Real Data: Parallel Fitting
Author: Spark Tseung
Last Modified: Sept 15, 2020
Introduction
In this document, we focus on parallelly fitting LRMoE models.
Running LRMoEFit
in Parallel
Fitting LRMoE to a large dataset may be quite computationally intensive. For example, it takes around 5 hours to fit a 4-component LRMoE on the French auto insurance dataset.

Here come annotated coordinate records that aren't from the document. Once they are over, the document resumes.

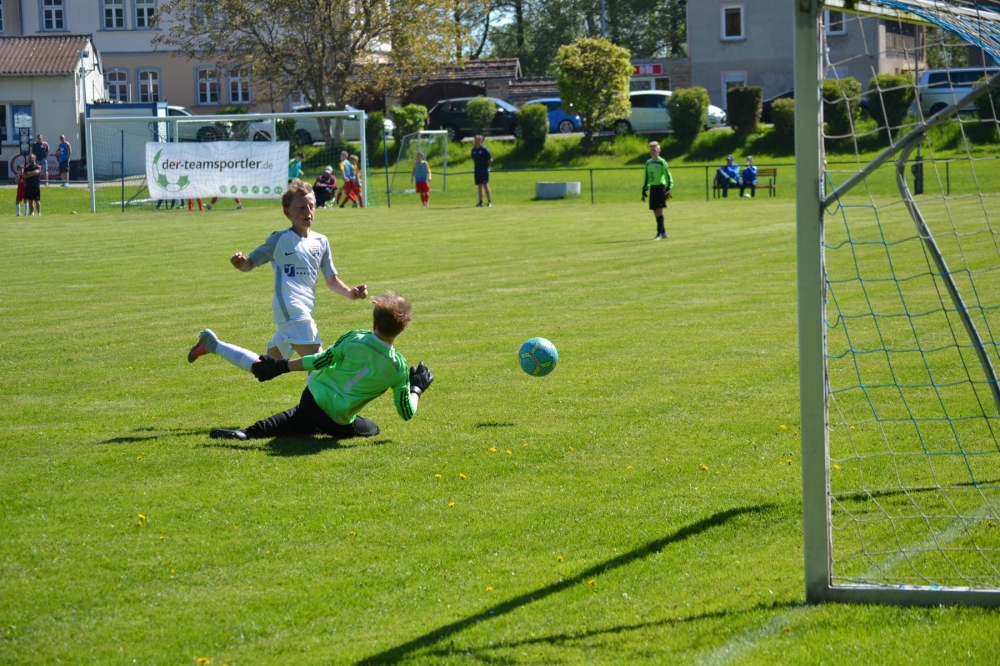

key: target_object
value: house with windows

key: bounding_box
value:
[0,32,104,178]
[0,0,271,114]
[687,0,926,108]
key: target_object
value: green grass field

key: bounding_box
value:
[0,189,1000,666]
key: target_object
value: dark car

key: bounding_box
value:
[427,97,518,141]
[760,90,795,123]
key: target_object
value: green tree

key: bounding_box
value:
[555,37,632,151]
[153,0,465,142]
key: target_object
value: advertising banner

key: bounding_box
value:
[146,141,289,199]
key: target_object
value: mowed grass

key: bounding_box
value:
[0,198,1000,666]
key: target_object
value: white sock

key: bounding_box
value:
[215,340,260,372]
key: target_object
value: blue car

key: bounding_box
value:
[525,97,583,134]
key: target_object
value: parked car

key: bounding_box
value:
[250,104,396,146]
[917,67,1000,117]
[612,90,726,134]
[167,106,232,142]
[760,90,795,123]
[427,97,519,141]
[523,97,583,134]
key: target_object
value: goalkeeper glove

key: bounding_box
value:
[410,361,434,395]
[250,356,288,382]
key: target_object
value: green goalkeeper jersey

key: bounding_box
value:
[642,157,674,190]
[302,330,417,425]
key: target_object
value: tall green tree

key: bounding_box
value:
[153,0,468,134]
[555,37,632,151]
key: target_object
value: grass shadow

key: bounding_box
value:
[357,504,774,666]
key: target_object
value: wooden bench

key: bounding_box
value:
[712,167,778,199]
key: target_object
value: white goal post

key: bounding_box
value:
[794,0,1000,606]
[84,111,373,212]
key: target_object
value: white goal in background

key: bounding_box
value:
[793,0,1000,606]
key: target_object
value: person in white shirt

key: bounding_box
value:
[188,179,368,371]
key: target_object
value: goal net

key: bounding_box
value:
[86,109,380,212]
[795,0,1000,605]
[389,130,448,194]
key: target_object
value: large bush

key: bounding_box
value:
[726,86,764,136]
[379,104,427,141]
[867,74,916,137]
[667,86,711,146]
[823,76,861,136]
[465,97,497,136]
[517,104,549,153]
[771,99,795,147]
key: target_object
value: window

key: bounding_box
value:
[101,0,125,30]
[823,9,847,35]
[42,0,66,30]
[198,67,219,104]
[229,69,250,104]
[722,72,747,108]
[719,5,744,41]
[135,0,156,30]
[136,69,160,102]
[104,69,129,102]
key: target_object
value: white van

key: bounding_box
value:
[917,67,1000,118]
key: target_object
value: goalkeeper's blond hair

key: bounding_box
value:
[372,291,413,338]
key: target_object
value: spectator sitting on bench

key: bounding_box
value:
[740,155,757,198]
[715,155,740,197]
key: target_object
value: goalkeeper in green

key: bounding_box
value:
[203,292,434,439]
[642,141,674,240]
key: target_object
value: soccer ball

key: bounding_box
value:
[517,338,559,377]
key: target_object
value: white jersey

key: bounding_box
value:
[249,229,337,324]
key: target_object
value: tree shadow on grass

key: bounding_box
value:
[357,504,775,666]
[418,601,803,663]
[205,435,392,457]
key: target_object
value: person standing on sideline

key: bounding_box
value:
[31,134,49,185]
[24,153,42,215]
[715,155,740,198]
[472,134,493,208]
[188,179,368,372]
[740,155,757,198]
[193,291,434,440]
[642,141,674,240]
[14,164,28,217]
[57,134,73,187]
[410,153,431,208]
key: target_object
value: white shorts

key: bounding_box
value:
[267,319,323,359]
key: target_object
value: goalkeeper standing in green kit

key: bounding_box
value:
[203,292,434,439]
[642,141,674,240]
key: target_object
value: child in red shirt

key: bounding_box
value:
[14,164,28,216]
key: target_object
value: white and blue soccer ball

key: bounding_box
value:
[517,338,559,377]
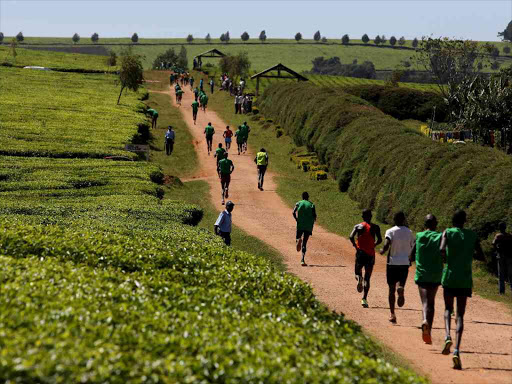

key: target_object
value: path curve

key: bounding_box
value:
[167,82,512,384]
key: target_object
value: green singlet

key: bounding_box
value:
[297,200,315,232]
[441,228,478,288]
[414,230,443,284]
[219,159,233,175]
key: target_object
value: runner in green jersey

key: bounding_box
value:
[410,214,443,344]
[293,192,316,267]
[440,210,484,369]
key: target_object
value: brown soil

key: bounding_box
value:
[162,82,512,384]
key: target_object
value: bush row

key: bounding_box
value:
[260,84,512,249]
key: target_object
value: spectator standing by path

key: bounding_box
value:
[217,152,235,205]
[380,211,415,323]
[410,214,443,344]
[492,223,512,295]
[213,200,235,246]
[293,192,316,267]
[165,125,176,156]
[440,210,484,369]
[254,148,268,191]
[349,209,382,308]
[204,123,215,156]
[222,125,233,151]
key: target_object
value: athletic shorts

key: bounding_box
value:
[386,264,409,287]
[295,229,313,239]
[443,287,473,297]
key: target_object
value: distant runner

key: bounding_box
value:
[293,192,316,267]
[192,100,199,125]
[410,214,443,344]
[222,125,233,151]
[492,223,512,295]
[165,125,176,156]
[213,200,235,246]
[380,211,415,323]
[350,209,382,308]
[204,123,215,156]
[254,148,268,191]
[217,152,235,205]
[441,210,484,369]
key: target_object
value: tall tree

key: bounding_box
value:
[258,30,267,43]
[117,49,144,104]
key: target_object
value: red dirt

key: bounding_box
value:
[162,85,512,384]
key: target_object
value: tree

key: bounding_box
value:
[498,21,512,41]
[258,30,267,43]
[117,49,144,105]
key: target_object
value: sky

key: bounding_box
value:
[0,0,512,41]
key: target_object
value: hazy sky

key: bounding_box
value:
[0,0,512,41]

In such case, parallel computing with the R package doParallel
can
help significantly shorten the total runtime. The following shows how to
structure a code file for running LRMoE in parallel. Note that X
and
Y
are matrix data files saved in
here.
The lists model.list
and function do_fitting
will be discussed in
separate sections.
library(doParallel)
library(LRMoE)
# Load data
load("X.Rda")
load("Y.Rda")
load("model_list.Rda")
# Specify how many models to fit in parallel
ncore = 5 # Depends on computation resource
n.run = length(model.list)
# Make computing clusters: standard procedure
cl = makePSOCKcluster(ncore)
registerDoParallel(cl)
# Call fitting functions in parallel
ecm.table = foreach(b=1:n.run) %dopar% {do_fitting(Y, X, b, model.list[[b]])}
# Stop computing clusters: standard procedure
stopCluster(cl)
Generating model.list
The model.list
contains a list of models to run, where each model is
structured as a list of model specification and parameter
initialization. For example, the following shows the LRMoE model with
three zero-inflated lognormal component distributions, where the
initialization values are returned by the CMMInit
function.
model.list = NULL
# Initialize model "lll" and append it to the "model.list" to run
n.comp = 3
dim.m = 1
n.covar = 30
model.name = "lll"
comp.dist = matrix( c("ZI-lnorm", "ZI-lnorm", "ZI-lnorm"),
nrow = dim.m, byrow = TRUE)
alpha.init = matrix(0, nrow = n.comp, ncol = n.covar)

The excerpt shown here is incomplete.